I guess I’m wondering in what ways is Oblivion is far superior to Skyrim considering it deserved it’s high marks while Skyrim is “broken”?

I briefly considered it, but then every person that I remember speaking on the Bombcast said just don’t. Because it looks okay without the, you know, good textures and stuff, so long as you don’t know how good it looks with the real textures. I figured that it’d just be a nice upgrade for me to get once they finally patched it.

Polished? Well, maybe. Lots of ragdoll physics? Sure. But Saints Row 3 combat is for me Headshot Central.

The moment to moment combat is boring only if you play on lower difficulty levels. As an older, wiser and much more experienced gamer, i don’t waste time on “average” difficulty anymore. On Master, watching a Dragon pop out of nowhere, slam on the ground, CHARGE me trying to eat me, is one of the most memorable moments in gaming i’ve had in years. And it’s a moment that wouldn’t be near as memorable if i were playing on lower difficulty level where i could shrug off the fire and just stand in front of it swinging a big axe in its face, instead of running like hell because it can eat me in one bite.

We’ve been over Tom’s reviews before. He wants to see progress, or at least meeting the minimum state of the art form. Just picture him as an amateur movie critic instead of a game reviewer. You’ll understand him much better.

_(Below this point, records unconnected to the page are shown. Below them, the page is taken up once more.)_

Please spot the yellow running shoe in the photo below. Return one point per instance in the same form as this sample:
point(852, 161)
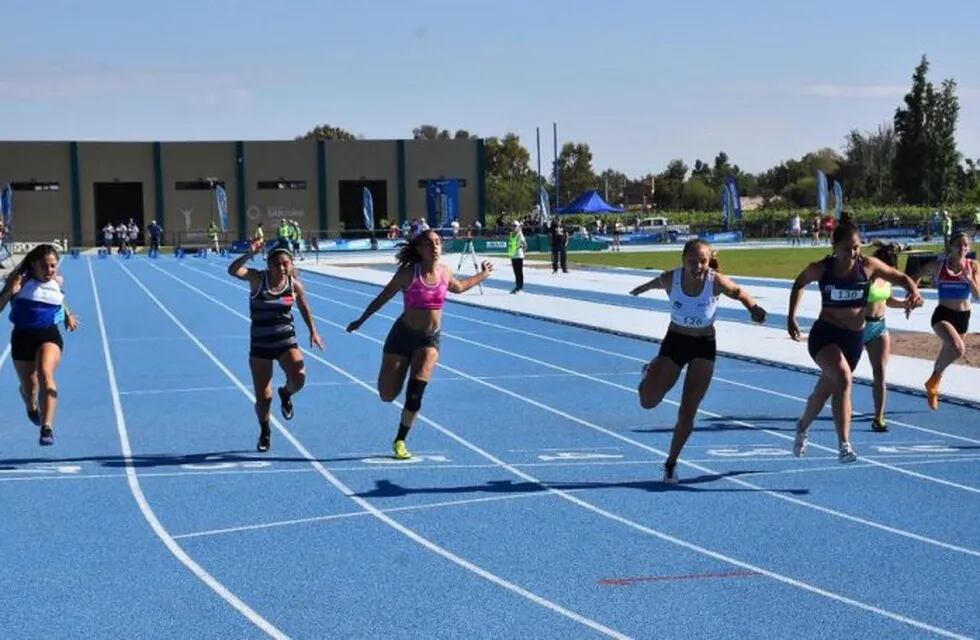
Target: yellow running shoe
point(401, 451)
point(932, 392)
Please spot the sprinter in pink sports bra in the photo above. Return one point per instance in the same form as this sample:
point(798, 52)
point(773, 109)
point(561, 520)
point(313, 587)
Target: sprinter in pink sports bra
point(412, 345)
point(693, 290)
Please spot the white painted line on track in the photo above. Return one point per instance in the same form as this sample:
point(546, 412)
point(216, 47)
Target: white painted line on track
point(134, 486)
point(346, 491)
point(598, 510)
point(352, 514)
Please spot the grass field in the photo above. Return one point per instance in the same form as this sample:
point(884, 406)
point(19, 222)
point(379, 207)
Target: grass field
point(784, 262)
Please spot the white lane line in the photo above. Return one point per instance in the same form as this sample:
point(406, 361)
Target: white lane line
point(348, 492)
point(134, 486)
point(353, 514)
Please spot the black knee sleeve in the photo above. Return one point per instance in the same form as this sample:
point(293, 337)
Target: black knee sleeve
point(413, 396)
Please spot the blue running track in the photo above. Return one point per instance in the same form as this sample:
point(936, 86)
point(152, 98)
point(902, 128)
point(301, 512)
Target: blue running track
point(532, 509)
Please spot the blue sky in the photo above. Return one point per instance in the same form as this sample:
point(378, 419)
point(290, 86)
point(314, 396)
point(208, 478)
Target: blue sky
point(641, 82)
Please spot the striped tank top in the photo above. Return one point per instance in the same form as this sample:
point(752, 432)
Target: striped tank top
point(271, 312)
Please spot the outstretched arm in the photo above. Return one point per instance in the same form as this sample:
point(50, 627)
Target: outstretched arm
point(881, 270)
point(810, 274)
point(238, 269)
point(304, 310)
point(397, 283)
point(660, 282)
point(727, 286)
point(459, 286)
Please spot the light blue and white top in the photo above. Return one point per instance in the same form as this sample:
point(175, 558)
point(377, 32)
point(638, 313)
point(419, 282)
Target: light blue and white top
point(38, 305)
point(693, 311)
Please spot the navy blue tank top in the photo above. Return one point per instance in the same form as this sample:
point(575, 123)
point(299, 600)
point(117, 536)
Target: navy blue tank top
point(847, 292)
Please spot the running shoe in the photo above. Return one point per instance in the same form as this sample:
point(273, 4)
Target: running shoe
point(265, 440)
point(401, 451)
point(800, 442)
point(286, 400)
point(932, 392)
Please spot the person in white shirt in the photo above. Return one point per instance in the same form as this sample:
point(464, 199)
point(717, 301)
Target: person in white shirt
point(795, 229)
point(693, 291)
point(516, 246)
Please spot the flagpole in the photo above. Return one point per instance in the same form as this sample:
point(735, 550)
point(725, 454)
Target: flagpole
point(554, 130)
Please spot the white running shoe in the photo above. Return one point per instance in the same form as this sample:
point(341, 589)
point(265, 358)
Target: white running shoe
point(800, 442)
point(846, 454)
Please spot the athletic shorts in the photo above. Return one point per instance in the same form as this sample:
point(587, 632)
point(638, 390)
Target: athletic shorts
point(874, 329)
point(851, 343)
point(403, 341)
point(273, 351)
point(682, 348)
point(959, 319)
point(24, 343)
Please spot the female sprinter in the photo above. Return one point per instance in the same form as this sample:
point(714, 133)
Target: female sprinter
point(837, 337)
point(273, 337)
point(693, 291)
point(956, 277)
point(36, 290)
point(412, 345)
point(876, 339)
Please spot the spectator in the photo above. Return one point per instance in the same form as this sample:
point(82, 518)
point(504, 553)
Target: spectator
point(559, 246)
point(516, 246)
point(122, 236)
point(795, 229)
point(134, 234)
point(108, 231)
point(156, 233)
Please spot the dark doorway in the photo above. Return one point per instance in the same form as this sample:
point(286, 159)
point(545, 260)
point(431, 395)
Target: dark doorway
point(117, 202)
point(352, 204)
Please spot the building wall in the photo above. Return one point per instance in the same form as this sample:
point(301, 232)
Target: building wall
point(185, 210)
point(38, 212)
point(360, 160)
point(438, 159)
point(287, 162)
point(113, 162)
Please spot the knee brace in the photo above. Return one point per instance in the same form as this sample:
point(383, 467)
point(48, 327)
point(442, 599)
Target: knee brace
point(413, 396)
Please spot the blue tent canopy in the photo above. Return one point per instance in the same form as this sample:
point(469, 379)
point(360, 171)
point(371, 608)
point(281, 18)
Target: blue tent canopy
point(588, 202)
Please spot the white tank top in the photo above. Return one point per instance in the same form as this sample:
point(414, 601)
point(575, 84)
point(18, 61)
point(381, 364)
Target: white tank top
point(697, 311)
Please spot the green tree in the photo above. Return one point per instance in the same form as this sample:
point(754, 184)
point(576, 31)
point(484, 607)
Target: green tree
point(669, 185)
point(511, 186)
point(327, 132)
point(941, 173)
point(575, 167)
point(701, 171)
point(699, 196)
point(912, 148)
point(430, 132)
point(612, 186)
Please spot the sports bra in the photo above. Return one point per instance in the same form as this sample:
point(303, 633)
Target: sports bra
point(849, 291)
point(879, 292)
point(420, 295)
point(954, 286)
point(38, 305)
point(693, 311)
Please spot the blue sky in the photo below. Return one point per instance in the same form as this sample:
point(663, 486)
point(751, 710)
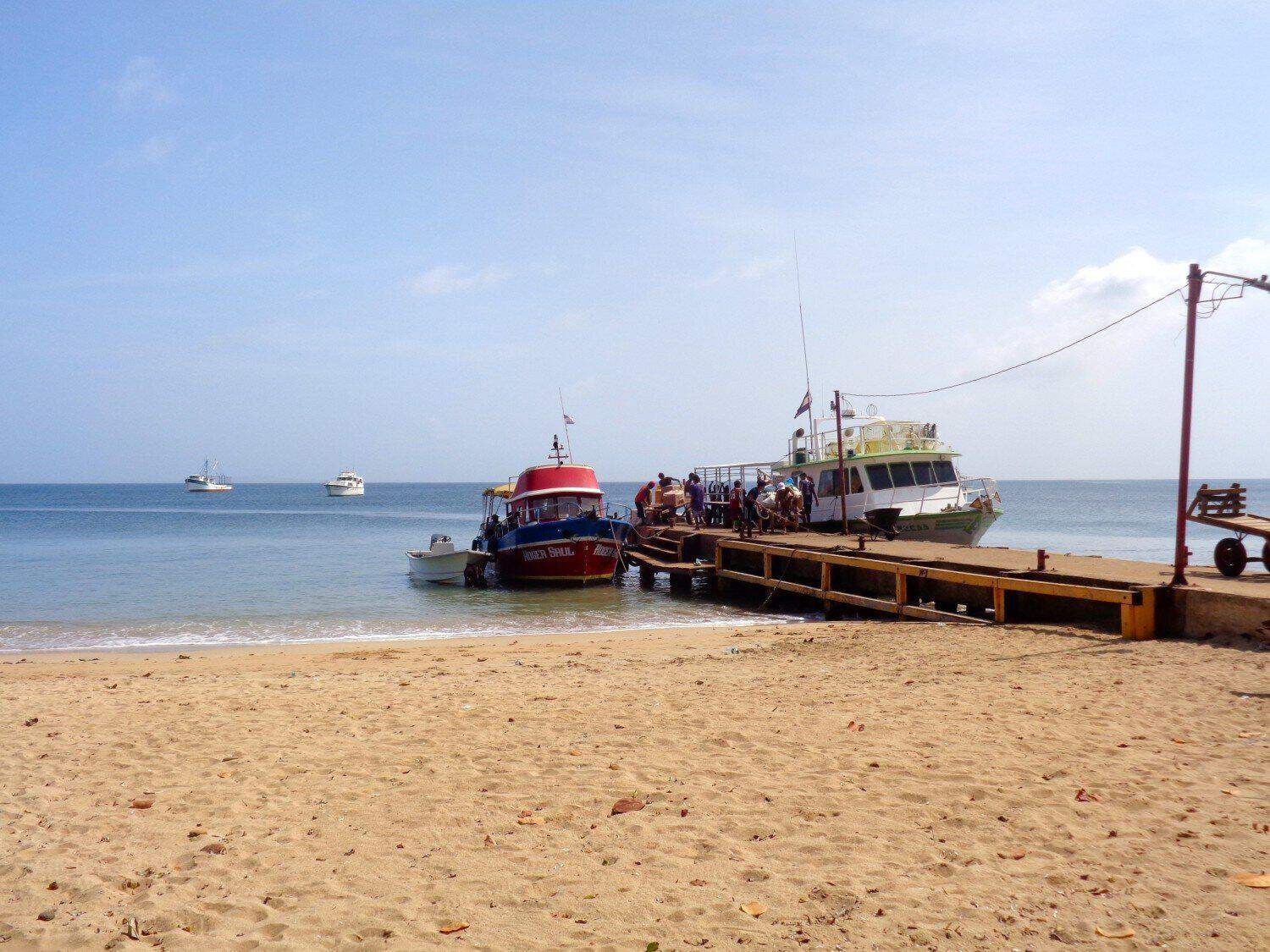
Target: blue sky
point(297, 236)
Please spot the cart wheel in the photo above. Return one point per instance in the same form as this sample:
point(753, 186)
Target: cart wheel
point(1231, 558)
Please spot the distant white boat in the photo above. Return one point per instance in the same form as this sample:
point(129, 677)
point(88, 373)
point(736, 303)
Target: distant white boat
point(347, 484)
point(210, 480)
point(442, 561)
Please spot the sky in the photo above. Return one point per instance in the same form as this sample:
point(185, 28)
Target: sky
point(302, 236)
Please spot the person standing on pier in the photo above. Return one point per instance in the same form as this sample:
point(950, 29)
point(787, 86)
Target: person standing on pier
point(736, 503)
point(696, 500)
point(643, 498)
point(752, 515)
point(807, 487)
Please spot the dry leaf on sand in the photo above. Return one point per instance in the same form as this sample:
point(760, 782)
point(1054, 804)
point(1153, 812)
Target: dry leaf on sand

That’s an interesting link. He says he deliberately tried to break Oblivion after playing it for a while. When he saw how brittle it was, he couldn’t go back to it. I bet he did the same thing in Skyrim. That probably killed it for him whereas few of us have noticed any problems yet. Unfortunately he didn’t provide an example.

I think this aspect is pretty poor. Why do people shout out stuff based on my stats that they have no reason to say? If that stuff were integrated into dialogs I was already having then ok, that would be good, but the intrusive proclaiming of factually correct but completely artificial statements is annoyingly jarring and seems like a real missed opportunity.

Bethesda landscape designers 12/10. Bethesda spontaneous conversation designers 3/10.

Yeah… I just don’t know how anyone could play Oblivion and then Skyrim and not see progress.

Edit: Also, it seems to me that the thing with Tom’s review is that he’s refusing to judge Skyrim in the context of the type of game that it is, which he does sometimes. Like the part where he complains about a spell that refers to an enemy’s level… he likes a lot of what’s going on in Skyrim, but he hates being reminded that it’s an RPG? Or a game at all?

For me, the telling line in that review is the one that he reposted to the front page:

Skyrim is putatively a game. More accurately, it’s a narrative loom.

…and even more accurately than that, it is a game. It’s fine to say that some of the stories that emerge are really cool, and it’s even fine to say that that stuff is your favorite part or even the only part you like. But to say “Skyrim is not a game” and then go on to criticize it for having aspects that are, well, gamey just doesn’t make sense.